Whether it’s for yourself, your children or your grandchildren, the original 1960s Ivor The Engine book is a lovely thing to own.
It was written by Oliver Postgate and contains Peter Firmin’s original artwork. It was first released in 1962, and this reissue is a ‘faithful reproduction’ of the first-ever Ivor the Engine book.
The book wasn’t a standalone volume; it was originally published in 1962 to coincide with the show’s original broadcast on ITV. It doesn’t seem that old, perhaps because the show was revived in the 1970s, with new episodes created by the BBC. But it was a much older show.
Available in hardback and paperback, the book is likely to have lost none of its appeal for train-loving pre-schoolers. The plot goes something like this:
Something was the matter with Ivor. It wasn’t that he hadn’t enough coal in his fire, he had plenty. It wasn’t that he hadn’t enough water in his boiler, his boiler was full. It was just that ― as Jones the Steam (his driver) put it ― he just wasn’t pulling right.

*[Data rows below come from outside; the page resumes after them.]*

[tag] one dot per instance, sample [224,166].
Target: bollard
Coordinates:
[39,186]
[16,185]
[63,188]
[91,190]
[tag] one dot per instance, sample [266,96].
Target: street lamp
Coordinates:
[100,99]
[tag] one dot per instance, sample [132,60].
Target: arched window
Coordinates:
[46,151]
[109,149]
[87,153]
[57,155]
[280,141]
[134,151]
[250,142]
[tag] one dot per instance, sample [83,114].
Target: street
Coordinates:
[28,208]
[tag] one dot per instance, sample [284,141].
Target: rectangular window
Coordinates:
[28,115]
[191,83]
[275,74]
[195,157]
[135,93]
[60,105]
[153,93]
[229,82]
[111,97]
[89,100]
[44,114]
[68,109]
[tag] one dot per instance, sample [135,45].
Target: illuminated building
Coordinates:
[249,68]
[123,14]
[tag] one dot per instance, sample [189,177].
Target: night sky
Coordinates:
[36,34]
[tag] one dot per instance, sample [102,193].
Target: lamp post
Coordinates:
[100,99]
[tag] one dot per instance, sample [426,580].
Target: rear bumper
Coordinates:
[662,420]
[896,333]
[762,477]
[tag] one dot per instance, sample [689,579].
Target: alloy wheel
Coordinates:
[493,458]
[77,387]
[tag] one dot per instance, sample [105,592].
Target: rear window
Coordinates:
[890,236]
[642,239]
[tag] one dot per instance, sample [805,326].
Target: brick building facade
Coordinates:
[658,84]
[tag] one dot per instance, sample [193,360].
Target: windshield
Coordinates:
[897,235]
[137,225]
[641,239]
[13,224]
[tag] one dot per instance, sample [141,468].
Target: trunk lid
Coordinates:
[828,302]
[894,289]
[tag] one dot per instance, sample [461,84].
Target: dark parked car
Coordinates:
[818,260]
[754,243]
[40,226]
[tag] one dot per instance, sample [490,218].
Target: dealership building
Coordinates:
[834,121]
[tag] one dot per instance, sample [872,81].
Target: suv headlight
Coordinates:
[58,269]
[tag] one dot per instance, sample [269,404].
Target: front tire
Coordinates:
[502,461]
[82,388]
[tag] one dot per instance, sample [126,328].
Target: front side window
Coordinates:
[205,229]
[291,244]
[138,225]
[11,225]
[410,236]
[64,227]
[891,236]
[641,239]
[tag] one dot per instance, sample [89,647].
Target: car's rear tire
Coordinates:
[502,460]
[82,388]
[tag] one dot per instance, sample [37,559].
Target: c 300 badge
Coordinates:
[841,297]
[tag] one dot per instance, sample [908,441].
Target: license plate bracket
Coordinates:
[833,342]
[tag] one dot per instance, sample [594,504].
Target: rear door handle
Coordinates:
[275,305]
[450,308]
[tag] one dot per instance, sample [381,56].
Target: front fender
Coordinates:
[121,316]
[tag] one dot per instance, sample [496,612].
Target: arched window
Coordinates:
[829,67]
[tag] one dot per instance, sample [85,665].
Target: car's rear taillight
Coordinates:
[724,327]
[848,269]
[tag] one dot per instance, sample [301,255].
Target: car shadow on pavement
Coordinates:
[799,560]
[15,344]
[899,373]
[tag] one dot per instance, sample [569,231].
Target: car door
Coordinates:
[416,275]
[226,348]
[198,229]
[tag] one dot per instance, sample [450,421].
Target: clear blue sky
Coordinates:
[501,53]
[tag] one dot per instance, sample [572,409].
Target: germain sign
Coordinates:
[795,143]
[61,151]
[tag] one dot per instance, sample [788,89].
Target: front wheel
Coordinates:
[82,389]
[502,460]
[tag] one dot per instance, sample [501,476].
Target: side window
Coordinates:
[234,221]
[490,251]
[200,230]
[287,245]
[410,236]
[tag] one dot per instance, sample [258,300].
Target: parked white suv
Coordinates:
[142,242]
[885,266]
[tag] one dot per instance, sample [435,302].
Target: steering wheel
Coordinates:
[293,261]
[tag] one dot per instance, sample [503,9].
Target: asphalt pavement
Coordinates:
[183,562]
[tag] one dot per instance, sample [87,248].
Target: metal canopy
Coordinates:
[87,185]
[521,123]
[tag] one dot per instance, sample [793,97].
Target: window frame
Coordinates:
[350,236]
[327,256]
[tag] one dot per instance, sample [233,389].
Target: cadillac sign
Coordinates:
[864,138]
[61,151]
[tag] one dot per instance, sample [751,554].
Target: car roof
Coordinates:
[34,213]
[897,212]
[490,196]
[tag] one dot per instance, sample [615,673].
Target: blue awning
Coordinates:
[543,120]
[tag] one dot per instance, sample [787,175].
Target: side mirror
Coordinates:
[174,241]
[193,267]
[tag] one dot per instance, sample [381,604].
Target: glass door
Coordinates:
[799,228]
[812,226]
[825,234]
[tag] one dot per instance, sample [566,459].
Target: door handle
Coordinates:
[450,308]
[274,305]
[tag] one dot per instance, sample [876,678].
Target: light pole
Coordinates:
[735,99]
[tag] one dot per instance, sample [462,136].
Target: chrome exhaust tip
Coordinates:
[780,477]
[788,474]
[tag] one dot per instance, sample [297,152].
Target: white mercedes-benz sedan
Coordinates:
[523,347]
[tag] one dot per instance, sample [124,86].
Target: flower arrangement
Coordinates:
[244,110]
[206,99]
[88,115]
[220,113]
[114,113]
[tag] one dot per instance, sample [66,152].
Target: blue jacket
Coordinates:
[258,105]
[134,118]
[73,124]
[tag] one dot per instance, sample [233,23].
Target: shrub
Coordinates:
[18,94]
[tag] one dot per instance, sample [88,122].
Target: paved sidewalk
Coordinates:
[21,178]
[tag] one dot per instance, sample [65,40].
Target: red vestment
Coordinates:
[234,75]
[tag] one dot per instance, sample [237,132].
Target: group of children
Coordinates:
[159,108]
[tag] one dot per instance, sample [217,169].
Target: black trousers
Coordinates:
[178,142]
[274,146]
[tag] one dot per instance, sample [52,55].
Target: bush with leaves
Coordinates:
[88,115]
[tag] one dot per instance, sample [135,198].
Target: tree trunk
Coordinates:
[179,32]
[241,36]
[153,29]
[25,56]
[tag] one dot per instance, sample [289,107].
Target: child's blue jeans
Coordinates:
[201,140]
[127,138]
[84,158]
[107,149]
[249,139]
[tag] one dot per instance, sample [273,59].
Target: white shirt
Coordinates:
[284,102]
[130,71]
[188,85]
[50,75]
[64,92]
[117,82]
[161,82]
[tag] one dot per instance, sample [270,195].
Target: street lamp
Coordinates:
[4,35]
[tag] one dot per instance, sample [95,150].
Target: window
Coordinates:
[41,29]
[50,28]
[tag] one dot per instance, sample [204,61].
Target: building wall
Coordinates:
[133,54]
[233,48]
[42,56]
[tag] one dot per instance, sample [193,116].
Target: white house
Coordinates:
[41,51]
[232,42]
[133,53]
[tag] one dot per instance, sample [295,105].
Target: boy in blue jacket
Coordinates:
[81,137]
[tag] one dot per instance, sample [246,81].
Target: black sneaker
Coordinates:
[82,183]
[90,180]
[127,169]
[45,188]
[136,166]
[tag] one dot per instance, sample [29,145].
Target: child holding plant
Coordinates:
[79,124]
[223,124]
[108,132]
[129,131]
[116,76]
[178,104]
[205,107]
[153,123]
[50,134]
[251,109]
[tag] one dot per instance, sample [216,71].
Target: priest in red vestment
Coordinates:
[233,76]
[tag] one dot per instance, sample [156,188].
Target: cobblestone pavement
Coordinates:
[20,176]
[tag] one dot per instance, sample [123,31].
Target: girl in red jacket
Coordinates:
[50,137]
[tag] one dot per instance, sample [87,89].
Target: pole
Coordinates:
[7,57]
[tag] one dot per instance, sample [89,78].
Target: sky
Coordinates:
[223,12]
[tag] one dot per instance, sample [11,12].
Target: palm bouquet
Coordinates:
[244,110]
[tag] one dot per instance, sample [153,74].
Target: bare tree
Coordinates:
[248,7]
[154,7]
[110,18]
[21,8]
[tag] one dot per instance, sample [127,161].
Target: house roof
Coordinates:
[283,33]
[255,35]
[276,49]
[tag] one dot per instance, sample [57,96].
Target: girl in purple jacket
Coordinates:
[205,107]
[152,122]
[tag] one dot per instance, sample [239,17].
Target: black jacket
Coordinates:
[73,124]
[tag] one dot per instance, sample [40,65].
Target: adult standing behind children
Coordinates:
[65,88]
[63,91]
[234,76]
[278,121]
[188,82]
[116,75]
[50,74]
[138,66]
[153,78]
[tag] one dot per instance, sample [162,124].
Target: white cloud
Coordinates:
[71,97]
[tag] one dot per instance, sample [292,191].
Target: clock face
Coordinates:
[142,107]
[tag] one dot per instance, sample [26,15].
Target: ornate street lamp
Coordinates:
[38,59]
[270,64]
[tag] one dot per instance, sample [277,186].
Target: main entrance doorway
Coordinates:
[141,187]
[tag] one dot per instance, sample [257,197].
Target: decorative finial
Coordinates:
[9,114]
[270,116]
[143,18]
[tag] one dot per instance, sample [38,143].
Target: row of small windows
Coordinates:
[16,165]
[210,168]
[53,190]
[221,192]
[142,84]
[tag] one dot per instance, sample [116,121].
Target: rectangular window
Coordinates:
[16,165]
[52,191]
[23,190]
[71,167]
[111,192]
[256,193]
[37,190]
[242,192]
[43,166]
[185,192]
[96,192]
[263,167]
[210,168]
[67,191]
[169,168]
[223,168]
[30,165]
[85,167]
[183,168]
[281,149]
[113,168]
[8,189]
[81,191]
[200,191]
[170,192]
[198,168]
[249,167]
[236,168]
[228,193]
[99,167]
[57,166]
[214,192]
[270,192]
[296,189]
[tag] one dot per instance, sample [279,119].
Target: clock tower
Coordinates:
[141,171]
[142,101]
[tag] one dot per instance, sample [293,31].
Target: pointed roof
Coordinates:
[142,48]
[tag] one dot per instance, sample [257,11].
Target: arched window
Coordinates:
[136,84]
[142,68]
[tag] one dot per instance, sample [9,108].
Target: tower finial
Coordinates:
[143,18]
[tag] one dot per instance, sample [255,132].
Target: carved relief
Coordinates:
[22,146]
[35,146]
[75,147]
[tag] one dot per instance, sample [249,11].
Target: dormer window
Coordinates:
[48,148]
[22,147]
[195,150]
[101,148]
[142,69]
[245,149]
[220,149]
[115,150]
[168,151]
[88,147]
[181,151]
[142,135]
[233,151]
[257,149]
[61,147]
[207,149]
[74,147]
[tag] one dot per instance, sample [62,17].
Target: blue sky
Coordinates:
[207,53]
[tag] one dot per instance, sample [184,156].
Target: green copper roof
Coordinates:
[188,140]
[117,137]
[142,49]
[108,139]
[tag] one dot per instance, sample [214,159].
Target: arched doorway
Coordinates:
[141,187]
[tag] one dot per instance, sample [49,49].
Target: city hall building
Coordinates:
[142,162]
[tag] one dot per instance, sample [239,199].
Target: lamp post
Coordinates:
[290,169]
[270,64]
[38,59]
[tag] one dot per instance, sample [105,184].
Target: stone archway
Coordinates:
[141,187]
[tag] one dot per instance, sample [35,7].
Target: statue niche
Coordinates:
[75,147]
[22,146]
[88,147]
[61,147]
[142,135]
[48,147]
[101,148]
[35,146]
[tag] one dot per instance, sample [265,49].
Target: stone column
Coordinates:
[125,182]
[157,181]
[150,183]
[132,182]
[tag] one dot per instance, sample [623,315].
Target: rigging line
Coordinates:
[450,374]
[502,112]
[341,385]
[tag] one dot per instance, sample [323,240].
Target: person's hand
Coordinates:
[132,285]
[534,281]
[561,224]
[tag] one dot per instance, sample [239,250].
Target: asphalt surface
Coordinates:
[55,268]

So Jones the Steam and Dai Station took Ivor to see the Chief Engineer. They took him all the way down the Main Lines as far as Pontypool Roads, where the big engines are. The Chief Engineer and his assistants gave Ivor a thorough examination. They looked in his boiler, blew on his tubes, dismantled his pistons, and tapped his little wheels with a hammer, but they couldn’t find anything wrong with him, not anything mechanical, that is. No, it was something deeper than that, something that couldn’t be mended by an engineer.
Jones the Steam, with the help of nearly everybody else in that part of Wales, set out to find the trouble and put it right. They found it all right, and soon Ivor was the proudest and happiest little engine in the whole country.
Produced by independent Welsh publishing house Candy Jar Books, the 48-page book is available to buy now, selling for £18.40 (hardback) and £12.99 (paperback) at the Amazon website.